Happy birthday to you.
Happy birthday to you.
Happy birthday to you.
Happy birthday to you.
Happy birthday to you.
Happy birthday to you.
Happy birthday to you.
Happy birthday to you.
Happy birthday to you.
Happy birthday to you.
Happy birthday to you.
Happy birthday to you.
Happy birthday to you.
Happy birthday to you.
Happy birthday to you.
Happy birthday to you.
Happy birthday to you.
Happy birthday to you.
Happy birthday to you.
Happy birthday to you.
Happy birthday to you.
Happy birthday to you.
Happy birthday to you.
Happy birthday to you.
Happy birthday to you.
Happy birthday to you.
Happy birthday to you.
Happy birthday to you.
Happy birthday to you.
Happy birthday to you.
Happy birthday to you.
Happy birthday to you.
Happy birthday to you.
Happy birthday to you.
Happy birthday to Philip,
Happy birthday to you.
Philip Glass turned 75 on January 31st.
Here's a great piece by Alex Ross about his new symphony and an upcoming world tour of Einstein on the Beach.

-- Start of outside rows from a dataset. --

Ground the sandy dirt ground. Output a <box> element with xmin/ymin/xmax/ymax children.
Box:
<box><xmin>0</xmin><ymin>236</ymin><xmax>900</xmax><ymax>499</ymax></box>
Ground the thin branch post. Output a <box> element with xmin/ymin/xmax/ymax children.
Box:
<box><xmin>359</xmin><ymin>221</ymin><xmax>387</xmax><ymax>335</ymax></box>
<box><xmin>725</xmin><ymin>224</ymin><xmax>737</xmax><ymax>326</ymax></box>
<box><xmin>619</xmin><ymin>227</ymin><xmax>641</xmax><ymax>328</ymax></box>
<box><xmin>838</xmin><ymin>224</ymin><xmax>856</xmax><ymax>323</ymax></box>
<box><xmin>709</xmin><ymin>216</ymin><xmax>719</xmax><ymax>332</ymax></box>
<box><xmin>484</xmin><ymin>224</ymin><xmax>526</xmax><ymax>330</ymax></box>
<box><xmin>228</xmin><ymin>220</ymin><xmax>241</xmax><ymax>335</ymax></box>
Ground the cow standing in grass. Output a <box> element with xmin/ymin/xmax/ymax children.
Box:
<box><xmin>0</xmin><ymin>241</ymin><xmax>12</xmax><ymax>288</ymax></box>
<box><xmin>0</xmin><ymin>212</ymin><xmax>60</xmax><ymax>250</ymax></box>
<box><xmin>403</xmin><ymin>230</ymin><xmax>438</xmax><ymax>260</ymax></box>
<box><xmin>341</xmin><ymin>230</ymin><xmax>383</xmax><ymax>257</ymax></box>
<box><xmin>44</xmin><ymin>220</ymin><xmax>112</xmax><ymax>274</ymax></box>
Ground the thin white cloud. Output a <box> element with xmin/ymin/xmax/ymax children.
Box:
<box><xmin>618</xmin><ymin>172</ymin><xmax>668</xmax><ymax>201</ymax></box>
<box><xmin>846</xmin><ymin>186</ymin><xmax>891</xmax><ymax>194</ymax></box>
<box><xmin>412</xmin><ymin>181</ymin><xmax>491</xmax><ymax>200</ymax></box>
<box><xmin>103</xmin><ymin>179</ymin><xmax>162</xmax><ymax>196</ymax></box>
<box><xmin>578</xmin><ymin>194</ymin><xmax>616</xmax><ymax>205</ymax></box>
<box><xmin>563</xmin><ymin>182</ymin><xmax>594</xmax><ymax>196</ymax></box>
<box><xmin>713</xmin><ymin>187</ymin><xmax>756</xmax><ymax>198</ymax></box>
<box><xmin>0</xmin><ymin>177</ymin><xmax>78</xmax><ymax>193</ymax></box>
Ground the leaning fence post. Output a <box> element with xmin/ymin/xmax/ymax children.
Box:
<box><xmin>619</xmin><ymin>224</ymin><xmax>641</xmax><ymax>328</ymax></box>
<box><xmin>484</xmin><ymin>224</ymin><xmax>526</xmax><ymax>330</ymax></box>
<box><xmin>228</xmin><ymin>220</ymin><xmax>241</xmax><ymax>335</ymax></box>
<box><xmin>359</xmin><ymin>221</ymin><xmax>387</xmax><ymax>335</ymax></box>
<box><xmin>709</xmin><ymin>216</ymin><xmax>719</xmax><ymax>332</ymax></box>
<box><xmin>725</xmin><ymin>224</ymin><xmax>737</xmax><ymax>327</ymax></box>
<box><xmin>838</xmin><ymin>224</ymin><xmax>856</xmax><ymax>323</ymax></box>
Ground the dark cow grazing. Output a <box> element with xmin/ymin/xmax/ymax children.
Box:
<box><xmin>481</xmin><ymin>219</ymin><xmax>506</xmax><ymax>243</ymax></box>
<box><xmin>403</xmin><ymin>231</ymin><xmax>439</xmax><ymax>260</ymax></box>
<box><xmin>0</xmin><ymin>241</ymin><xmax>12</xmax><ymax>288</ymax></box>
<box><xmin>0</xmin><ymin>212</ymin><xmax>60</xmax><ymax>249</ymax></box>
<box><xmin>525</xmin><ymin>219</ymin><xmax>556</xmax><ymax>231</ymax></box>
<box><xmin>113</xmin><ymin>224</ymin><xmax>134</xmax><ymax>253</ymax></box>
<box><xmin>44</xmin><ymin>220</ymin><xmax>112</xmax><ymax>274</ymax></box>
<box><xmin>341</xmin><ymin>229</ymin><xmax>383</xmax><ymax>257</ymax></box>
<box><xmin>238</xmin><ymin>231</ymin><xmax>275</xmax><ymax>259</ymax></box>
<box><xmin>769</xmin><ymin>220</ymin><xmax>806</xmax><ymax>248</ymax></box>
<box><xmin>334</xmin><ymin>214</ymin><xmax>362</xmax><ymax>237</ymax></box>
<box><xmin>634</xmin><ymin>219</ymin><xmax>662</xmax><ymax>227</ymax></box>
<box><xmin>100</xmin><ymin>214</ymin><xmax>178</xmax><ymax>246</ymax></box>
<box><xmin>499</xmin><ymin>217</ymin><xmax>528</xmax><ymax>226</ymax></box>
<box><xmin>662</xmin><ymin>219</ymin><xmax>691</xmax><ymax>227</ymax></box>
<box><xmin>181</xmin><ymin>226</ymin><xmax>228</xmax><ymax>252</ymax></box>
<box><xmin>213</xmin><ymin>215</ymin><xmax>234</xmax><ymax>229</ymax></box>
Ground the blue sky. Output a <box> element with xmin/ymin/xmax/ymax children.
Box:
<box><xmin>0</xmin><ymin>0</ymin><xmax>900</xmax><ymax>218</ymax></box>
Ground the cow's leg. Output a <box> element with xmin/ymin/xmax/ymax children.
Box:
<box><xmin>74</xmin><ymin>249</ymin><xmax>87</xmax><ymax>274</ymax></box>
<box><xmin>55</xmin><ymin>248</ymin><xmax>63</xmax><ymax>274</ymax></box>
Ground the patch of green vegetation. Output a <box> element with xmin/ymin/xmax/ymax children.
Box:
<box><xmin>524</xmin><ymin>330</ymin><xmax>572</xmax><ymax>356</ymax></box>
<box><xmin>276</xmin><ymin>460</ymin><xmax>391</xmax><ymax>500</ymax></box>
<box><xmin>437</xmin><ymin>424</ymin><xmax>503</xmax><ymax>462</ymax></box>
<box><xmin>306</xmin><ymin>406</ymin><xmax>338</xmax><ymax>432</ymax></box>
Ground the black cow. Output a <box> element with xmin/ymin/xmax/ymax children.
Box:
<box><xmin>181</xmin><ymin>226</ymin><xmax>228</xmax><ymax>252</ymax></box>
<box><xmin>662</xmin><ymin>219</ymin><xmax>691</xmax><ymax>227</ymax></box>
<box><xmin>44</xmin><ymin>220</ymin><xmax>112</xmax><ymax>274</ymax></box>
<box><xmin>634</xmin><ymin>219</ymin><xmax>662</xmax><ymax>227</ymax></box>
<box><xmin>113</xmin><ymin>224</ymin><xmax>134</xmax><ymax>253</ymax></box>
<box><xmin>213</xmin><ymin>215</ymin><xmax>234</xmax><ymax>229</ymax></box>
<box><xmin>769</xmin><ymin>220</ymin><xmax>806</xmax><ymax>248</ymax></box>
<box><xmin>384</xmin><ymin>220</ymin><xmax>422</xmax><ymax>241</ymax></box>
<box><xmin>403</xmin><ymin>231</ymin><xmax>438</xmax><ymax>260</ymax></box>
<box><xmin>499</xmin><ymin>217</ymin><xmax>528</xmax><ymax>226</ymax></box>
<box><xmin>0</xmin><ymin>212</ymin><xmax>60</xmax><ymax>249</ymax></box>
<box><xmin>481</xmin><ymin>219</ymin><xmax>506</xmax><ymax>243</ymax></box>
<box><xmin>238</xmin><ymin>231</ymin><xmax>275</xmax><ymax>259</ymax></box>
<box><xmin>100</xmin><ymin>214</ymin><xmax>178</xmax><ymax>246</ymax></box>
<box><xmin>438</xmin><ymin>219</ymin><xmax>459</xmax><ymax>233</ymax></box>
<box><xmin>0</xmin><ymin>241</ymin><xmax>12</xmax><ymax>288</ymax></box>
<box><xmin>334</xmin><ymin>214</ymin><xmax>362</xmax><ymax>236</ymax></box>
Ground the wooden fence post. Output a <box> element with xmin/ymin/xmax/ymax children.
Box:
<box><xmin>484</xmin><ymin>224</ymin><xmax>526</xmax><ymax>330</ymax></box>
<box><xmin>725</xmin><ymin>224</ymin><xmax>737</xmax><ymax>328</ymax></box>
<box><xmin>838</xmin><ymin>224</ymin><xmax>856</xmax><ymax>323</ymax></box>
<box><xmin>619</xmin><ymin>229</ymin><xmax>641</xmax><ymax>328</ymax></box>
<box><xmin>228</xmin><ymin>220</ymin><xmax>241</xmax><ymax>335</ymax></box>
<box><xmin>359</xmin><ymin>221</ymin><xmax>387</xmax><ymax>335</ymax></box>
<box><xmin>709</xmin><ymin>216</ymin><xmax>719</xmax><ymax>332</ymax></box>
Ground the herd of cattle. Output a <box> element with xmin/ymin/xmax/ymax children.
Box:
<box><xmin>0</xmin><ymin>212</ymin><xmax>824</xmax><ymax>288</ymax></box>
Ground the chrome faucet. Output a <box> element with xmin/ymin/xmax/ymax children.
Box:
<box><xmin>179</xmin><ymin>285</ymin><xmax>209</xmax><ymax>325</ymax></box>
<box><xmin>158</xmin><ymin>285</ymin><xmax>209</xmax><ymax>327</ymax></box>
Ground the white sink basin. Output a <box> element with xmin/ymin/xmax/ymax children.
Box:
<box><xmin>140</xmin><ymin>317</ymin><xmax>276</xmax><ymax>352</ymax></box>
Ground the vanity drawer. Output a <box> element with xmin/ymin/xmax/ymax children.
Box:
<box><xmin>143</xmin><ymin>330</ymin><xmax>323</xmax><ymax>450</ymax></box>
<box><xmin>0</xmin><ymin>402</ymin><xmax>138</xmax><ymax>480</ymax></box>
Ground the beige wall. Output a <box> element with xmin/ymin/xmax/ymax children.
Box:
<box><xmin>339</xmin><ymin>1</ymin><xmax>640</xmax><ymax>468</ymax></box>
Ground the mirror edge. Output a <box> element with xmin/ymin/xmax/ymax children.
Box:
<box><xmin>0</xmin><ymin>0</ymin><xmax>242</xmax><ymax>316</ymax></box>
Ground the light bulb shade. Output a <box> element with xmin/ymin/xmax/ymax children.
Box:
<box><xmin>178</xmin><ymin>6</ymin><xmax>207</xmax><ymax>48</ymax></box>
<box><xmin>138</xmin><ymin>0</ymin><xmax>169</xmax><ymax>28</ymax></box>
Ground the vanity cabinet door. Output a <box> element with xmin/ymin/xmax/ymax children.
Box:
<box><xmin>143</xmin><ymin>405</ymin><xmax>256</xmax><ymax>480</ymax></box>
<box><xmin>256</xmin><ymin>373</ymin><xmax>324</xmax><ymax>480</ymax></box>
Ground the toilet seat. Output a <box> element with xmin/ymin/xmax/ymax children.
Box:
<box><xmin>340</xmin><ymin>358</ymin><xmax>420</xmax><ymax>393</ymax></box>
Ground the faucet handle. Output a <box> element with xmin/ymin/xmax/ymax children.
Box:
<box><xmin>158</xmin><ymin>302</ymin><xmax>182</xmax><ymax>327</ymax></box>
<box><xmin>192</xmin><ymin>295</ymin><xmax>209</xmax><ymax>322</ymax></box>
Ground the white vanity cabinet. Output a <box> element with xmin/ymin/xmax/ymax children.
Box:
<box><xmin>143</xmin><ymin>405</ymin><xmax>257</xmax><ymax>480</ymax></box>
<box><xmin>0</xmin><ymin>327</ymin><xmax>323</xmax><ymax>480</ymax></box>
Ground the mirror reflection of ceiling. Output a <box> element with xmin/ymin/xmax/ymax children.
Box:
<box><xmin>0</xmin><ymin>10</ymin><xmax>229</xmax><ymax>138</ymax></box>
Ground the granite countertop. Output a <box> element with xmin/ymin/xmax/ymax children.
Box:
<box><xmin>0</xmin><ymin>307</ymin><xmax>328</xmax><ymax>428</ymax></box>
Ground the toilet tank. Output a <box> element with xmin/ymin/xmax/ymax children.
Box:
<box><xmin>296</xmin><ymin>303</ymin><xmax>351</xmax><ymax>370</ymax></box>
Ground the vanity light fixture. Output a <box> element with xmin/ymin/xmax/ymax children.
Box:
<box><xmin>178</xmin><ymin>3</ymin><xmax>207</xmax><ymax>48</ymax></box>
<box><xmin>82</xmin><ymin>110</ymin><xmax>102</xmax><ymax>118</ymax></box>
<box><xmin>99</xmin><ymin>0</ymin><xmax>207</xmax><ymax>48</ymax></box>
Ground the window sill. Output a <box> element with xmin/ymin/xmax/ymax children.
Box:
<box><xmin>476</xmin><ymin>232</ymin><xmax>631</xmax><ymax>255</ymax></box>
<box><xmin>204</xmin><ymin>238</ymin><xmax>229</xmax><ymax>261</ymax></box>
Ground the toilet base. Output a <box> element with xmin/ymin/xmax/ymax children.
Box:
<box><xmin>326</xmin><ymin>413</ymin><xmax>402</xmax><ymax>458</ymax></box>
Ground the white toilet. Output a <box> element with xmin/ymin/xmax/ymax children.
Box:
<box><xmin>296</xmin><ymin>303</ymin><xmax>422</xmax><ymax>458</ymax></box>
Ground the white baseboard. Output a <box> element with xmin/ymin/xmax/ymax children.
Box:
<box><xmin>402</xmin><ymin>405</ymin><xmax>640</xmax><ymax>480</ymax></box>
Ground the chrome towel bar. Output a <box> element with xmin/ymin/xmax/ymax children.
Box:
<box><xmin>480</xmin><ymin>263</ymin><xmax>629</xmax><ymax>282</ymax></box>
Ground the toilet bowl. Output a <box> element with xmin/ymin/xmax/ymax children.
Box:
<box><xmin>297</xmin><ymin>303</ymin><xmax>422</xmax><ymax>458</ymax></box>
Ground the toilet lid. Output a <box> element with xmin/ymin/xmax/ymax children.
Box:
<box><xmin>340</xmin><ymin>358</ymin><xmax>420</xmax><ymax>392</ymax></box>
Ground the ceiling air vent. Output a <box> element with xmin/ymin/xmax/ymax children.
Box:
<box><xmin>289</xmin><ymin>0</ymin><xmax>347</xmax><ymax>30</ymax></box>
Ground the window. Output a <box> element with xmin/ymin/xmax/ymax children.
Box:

Then, during “Dance 1,” as the music fell into a furiously pulsing
polymetrical scheme and Lucinda Childs’s dancers darted about like
limber androids, the bliss kicked in. It was a feeling of abstract
intellectual delight, a pure interplay of musical and physical motion.
I get those thrills too.
Especially since the Walkman and ipod, we pin music to the times and places we listen to it.
And now when I hear Einstein I think of the time last year I listened to it on a Shinkansen from Hiroshima to Osaka. Some of you might think it was an obvious music nerd's choice. Well, I did. I might be typing into a blogging website right now, but really, I'm back looking out the window from a train speeding so smoothly at 280km/h with Glass's music traveling even faster. A thousand holiday snaps couldn't go near capturing it. Just play the CD and I'm back.
5 comments:
For your next Minimalist train journey might I suggest you try this:
http://amzn.to/yKCC6t
Yeah, Stan. That's also a fantastic record. Though when I hear it I think back to the time I listened to a Radio National special about it on my walkman in the food court on Southbank. Not quite the train from Chicago to NY.
Huh. Last time I was travelling from Hiroshima to Osaka, listening to Philip Glass. Work in the liberal media, by any chance?
Um, no I don't. In fact, the exact opposite. I work in advertising. Thanks for dropping by, Michael.